Last Updated on June 19, 2019, by eNotes Editorial. Word Count: 414
Here are some important quotes from Women on the Margins:
- In the Prologue, which the author, Natalie Zemon Davis, fashions as an imagined conversation between her and the three women she writes about in her book, the author tells these women, "You found things on margins. You were all adventurous. You each tried to do something no one had ever done before." The author informs the subjects about why she chose to write about them and how magical their lives were, as they found power and created art even while living on the margins as women in the 17th century.
- "For the time being, as she strove to order the hopes, joys, and disappointments of her life, she was addressing herself as much as her children" (page 6). Glikl bas Judah Leib wrote her Yiddish autobiography for her children but also for herself, as a way to make sense of her life.
- "...Hers is the first autobiography from a Jewish woman that we know of from the past. But Glikl never described herself as doing something odd or new" (page 19). Even though Glikl was quite revolutionary by recording the story of her life, she did not see herself that way.
- "Indeed, the act of abandonment, from which all her relatives tried to dissuade her, was for her a form of spiritual heroism" (page 72). In this quote, the author speaks about Marie de L'Incarnation's decision to give up her son so that she could dedicate herself to God as an Ursuline nun. Rather than see this decision as wrong, she saw it as a route to holiness because it was the ultimate sacrifice.
- "Marie talked about the Amerindians as 'being given to us'" (page 95) and "Marie's teaching was the heart of her apostolic work; she described it as a source of joy even when she had times of spiritual suffering and agonies of unworthiness" (page 98).
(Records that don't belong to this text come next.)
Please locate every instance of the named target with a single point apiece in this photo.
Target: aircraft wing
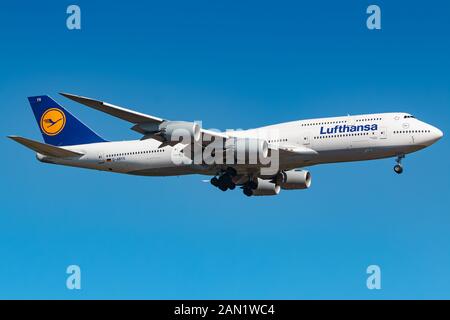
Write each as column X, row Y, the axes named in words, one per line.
column 294, row 150
column 141, row 120
column 46, row 149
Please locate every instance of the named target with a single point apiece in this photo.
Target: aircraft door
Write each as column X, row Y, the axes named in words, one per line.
column 304, row 139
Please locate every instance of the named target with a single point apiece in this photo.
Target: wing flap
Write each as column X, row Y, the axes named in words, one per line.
column 45, row 149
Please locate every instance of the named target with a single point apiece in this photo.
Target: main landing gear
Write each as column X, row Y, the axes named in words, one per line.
column 398, row 168
column 225, row 180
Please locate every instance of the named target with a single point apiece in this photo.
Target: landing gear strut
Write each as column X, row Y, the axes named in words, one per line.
column 398, row 168
column 225, row 181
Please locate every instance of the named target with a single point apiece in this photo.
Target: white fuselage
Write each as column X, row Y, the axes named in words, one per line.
column 336, row 139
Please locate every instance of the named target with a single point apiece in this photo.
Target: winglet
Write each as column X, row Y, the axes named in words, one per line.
column 45, row 149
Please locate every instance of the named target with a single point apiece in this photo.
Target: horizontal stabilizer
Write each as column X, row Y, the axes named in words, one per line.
column 45, row 149
column 116, row 111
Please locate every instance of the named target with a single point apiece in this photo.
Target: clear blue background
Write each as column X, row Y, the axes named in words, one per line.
column 232, row 64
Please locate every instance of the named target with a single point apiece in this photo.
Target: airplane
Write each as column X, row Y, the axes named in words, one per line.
column 260, row 161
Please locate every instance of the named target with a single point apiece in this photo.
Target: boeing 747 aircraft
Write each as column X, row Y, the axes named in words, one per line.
column 261, row 161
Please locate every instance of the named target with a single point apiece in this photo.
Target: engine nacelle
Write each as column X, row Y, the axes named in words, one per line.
column 248, row 149
column 294, row 179
column 266, row 188
column 173, row 130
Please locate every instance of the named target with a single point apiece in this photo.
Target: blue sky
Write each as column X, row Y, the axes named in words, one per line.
column 231, row 64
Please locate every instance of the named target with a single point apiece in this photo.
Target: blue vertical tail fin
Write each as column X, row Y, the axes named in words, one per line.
column 58, row 126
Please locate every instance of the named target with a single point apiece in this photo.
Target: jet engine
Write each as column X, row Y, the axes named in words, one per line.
column 294, row 179
column 263, row 188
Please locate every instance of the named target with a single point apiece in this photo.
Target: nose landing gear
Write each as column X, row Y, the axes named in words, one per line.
column 398, row 168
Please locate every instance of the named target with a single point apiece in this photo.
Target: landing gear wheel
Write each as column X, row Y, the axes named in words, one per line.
column 398, row 169
column 215, row 182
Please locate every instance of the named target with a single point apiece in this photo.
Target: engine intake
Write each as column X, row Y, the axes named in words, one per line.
column 294, row 179
column 266, row 188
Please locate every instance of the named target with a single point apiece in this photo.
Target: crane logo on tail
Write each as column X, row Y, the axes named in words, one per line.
column 53, row 121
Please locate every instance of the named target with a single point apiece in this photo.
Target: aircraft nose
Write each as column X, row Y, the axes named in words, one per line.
column 437, row 134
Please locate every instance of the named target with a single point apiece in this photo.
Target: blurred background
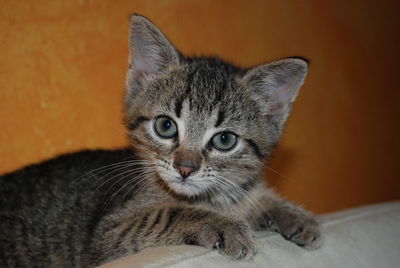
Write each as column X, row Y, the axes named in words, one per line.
column 63, row 65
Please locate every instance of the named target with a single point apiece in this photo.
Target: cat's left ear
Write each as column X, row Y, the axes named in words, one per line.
column 275, row 86
column 151, row 53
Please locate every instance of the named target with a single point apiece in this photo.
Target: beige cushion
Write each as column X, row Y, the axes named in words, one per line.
column 361, row 237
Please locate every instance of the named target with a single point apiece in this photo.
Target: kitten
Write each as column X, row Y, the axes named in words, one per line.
column 201, row 130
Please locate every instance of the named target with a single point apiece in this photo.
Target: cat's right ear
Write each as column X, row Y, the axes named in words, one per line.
column 151, row 53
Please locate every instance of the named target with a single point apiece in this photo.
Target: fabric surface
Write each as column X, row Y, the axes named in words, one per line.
column 362, row 237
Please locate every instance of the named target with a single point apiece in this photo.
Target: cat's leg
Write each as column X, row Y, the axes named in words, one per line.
column 131, row 230
column 269, row 211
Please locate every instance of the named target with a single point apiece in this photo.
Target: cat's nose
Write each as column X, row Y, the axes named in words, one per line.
column 185, row 168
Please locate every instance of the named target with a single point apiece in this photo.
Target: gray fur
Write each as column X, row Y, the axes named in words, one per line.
column 87, row 208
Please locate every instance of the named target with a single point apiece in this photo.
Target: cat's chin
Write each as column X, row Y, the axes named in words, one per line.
column 185, row 188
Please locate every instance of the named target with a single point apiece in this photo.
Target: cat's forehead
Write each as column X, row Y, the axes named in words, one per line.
column 205, row 85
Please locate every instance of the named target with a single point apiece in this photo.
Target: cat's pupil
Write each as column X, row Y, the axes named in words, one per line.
column 224, row 138
column 167, row 124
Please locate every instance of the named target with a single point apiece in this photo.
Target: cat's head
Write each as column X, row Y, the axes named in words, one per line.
column 204, row 125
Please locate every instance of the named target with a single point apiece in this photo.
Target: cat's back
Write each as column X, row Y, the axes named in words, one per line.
column 45, row 213
column 54, row 176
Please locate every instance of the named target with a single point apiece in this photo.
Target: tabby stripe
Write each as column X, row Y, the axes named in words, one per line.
column 137, row 122
column 220, row 119
column 156, row 221
column 125, row 232
column 256, row 149
column 178, row 107
column 142, row 223
column 174, row 212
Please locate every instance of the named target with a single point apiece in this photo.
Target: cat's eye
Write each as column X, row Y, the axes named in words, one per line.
column 224, row 141
column 165, row 127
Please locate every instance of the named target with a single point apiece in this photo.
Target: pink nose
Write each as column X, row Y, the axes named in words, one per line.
column 185, row 171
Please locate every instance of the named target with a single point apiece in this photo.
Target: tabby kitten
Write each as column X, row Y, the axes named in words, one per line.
column 201, row 130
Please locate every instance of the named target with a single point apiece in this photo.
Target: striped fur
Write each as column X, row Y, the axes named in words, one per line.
column 91, row 207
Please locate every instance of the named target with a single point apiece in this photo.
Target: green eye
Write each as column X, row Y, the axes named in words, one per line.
column 165, row 127
column 224, row 141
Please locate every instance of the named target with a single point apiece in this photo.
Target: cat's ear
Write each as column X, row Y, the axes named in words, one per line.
column 275, row 86
column 150, row 52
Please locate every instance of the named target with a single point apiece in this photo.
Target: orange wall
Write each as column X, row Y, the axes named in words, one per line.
column 62, row 68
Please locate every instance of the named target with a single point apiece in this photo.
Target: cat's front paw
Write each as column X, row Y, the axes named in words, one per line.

These quotes discuss Marie de L'Incarnation's love of teaching Amerindian women in Canada. She also learned to master their languages and saw teaching them as a route to serving God.
- "Not only was she skilled in watercolor and oils, in painting textiles and engraving copperplates; not only could she render flowers, plants, and insects with perfect naturalness; but she was also a knowing observer of the habits of caterpillars, flies, spiders, and other creatures" (page 140). In this quote, the author speaks about the remarkable abilities of Maria Sibylla Merian, a German painter who was skilled at portraying insects in her art.